Responsabilità della PA e danno biologico ed esistenziale

Consiglio di Stato , sez. IV, decisione 27.12.2007 n° 6687
Il danno biologico richiede, per la sua risarcibilità, un comportamento colposo della Pubblica Amministrazione, che è escluso in presenza di una condotta del dipendente contraria alle disposizioni di servizio.

Con tale pronuncia, il Consiglio di Stato torna ad occuparsi del tema della responsabilità della Pubblica Amministrazione e, in particolare, dei presupposti per l’ammissibilità del risarcimento del danno biologico ed esistenziale ad opera della parte pubblica.

Nel caso di specie, un agente della Guardia di Finanza lamenta di aver subito un infortunio nel corso di un’esercitazione militare di tiro, alla quale aveva partecipato in qualità di addetto a funzioni di vedetta. Egli riferisce, in particolare, che durante l’esercitazione, una persona, ignara delle operazioni in corso, si era diretta verso l’area di tiro e tale circostanza aveva reso necessario un suo immediato intervento per allontanare lo sprovveduto passante dall’area di tiro. A seguito di tale intervento, improvviso e repentino, l’esponente aveva riportato un danno biologico e ne chiedeva il risarcimento all’Amministrazione.
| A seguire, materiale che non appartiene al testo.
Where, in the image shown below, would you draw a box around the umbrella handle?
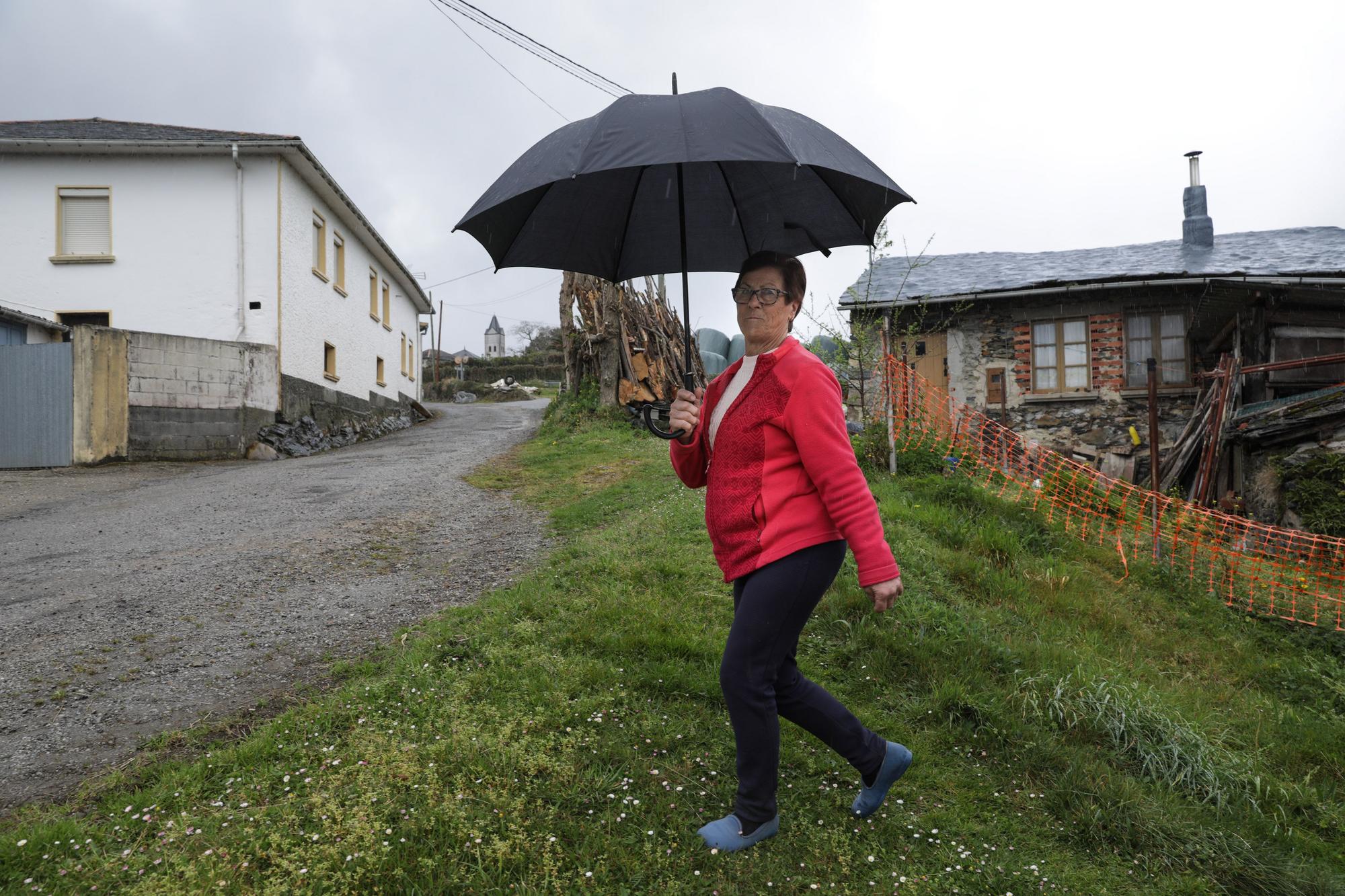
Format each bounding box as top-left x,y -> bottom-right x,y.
640,401 -> 682,441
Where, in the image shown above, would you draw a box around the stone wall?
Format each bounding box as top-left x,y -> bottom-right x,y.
126,332 -> 280,460
855,298 -> 1216,471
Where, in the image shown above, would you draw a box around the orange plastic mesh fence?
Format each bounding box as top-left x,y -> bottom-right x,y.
884,356 -> 1345,631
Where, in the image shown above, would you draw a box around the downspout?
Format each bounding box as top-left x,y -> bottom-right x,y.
231,142 -> 247,341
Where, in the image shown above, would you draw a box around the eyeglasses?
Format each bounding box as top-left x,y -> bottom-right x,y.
729,286 -> 790,305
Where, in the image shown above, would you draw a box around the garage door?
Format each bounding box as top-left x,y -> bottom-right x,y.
0,341 -> 74,470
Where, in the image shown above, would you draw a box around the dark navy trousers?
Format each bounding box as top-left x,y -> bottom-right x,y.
720,541 -> 886,822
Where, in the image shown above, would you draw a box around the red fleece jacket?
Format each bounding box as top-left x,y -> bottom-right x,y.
668,336 -> 901,585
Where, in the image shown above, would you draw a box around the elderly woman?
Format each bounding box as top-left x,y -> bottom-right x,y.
670,251 -> 911,850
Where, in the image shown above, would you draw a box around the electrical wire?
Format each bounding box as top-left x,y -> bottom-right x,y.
436,0 -> 629,97
451,0 -> 635,95
445,277 -> 557,308
425,265 -> 495,289
436,0 -> 621,97
429,0 -> 569,121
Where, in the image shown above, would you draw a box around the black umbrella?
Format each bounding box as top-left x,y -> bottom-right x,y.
453,74 -> 915,437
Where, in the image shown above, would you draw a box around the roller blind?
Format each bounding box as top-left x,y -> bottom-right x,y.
59,187 -> 112,255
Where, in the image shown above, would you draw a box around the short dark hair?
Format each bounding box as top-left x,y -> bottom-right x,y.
738,249 -> 808,329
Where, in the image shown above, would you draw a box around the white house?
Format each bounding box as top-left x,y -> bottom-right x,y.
0,118 -> 433,422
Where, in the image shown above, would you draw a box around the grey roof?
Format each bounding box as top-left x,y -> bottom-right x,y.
841,227 -> 1345,304
0,118 -> 299,142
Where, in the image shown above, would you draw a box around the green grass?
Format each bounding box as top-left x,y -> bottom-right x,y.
0,407 -> 1345,895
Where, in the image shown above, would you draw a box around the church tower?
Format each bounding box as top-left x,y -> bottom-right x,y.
486,315 -> 504,360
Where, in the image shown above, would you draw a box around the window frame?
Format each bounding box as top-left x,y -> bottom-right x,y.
323,340 -> 340,382
312,208 -> 328,282
332,230 -> 350,296
48,183 -> 117,265
1122,305 -> 1194,391
1028,315 -> 1093,395
52,308 -> 112,327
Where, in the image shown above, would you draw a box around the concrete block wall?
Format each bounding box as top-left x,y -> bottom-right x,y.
126,332 -> 280,460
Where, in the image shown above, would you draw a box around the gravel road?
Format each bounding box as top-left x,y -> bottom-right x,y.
0,399 -> 546,810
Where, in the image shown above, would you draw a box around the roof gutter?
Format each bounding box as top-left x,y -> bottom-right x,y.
0,137 -> 434,315
841,274 -> 1345,308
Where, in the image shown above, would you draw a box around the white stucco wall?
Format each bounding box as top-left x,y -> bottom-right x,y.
0,152 -> 276,343
280,163 -> 421,399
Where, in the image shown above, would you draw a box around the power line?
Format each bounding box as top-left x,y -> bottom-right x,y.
438,0 -> 635,97
441,0 -> 635,93
429,0 -> 569,121
425,265 -> 495,289
445,276 -> 555,308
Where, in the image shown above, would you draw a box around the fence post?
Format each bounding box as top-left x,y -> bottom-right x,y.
1145,358 -> 1162,560
882,311 -> 897,477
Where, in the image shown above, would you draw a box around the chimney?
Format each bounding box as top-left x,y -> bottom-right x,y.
1181,149 -> 1215,249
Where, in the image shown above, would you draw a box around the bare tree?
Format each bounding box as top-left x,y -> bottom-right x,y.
510,320 -> 546,351
803,222 -> 933,414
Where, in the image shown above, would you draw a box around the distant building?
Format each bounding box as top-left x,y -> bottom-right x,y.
841,153 -> 1345,521
0,118 -> 432,467
486,315 -> 504,358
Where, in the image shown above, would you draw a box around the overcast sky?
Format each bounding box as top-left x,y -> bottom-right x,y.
0,0 -> 1345,352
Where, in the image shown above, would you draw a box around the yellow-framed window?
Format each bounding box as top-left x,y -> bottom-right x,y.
56,187 -> 112,257
313,208 -> 327,280
323,341 -> 339,382
332,233 -> 346,294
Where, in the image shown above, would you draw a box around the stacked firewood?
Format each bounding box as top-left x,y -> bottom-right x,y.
1158,355 -> 1240,505
560,270 -> 705,405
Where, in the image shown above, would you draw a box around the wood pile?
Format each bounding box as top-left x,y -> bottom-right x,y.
560,270 -> 705,405
1158,354 -> 1241,505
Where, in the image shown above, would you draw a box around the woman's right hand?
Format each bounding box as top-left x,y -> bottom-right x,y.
668,386 -> 705,445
Il Consiglio di Stato accoglie il ricorso proposto dall’Amministrazione avverso la sentenza di primo grado, con la quale il giudice di prime cure aveva accolto la domanda risarcitoria del ricorrente, ravvisando nell’operato dell’Amministrazione la violazione di regole cautelari di prudenza e perizia.

Nell’occasione, il Collegio rileva che il dipendente non solo ha agito al di fuori delle proprie mansioni, che consistevano nella segnalazione al direttore dell’esercitazione di eventuali violazioni del divieto di superamento del limite del poligono ma ha, altresì, violato le disposizioni di servizio, che non gli consentivano di allontanarsi, durante le operazioni di tiro, dalla postazione assegnata. Tale circostanza espone, secondo il Collegio, il dipendente alle relative conseguenze dannose, le quali non possono essere addebitate all’Amministrazione, che, al contrario, ha posto in essere tutti gli accorgimenti richiesti dalla normativa in materia di sicurezza nelle esercitazioni militari.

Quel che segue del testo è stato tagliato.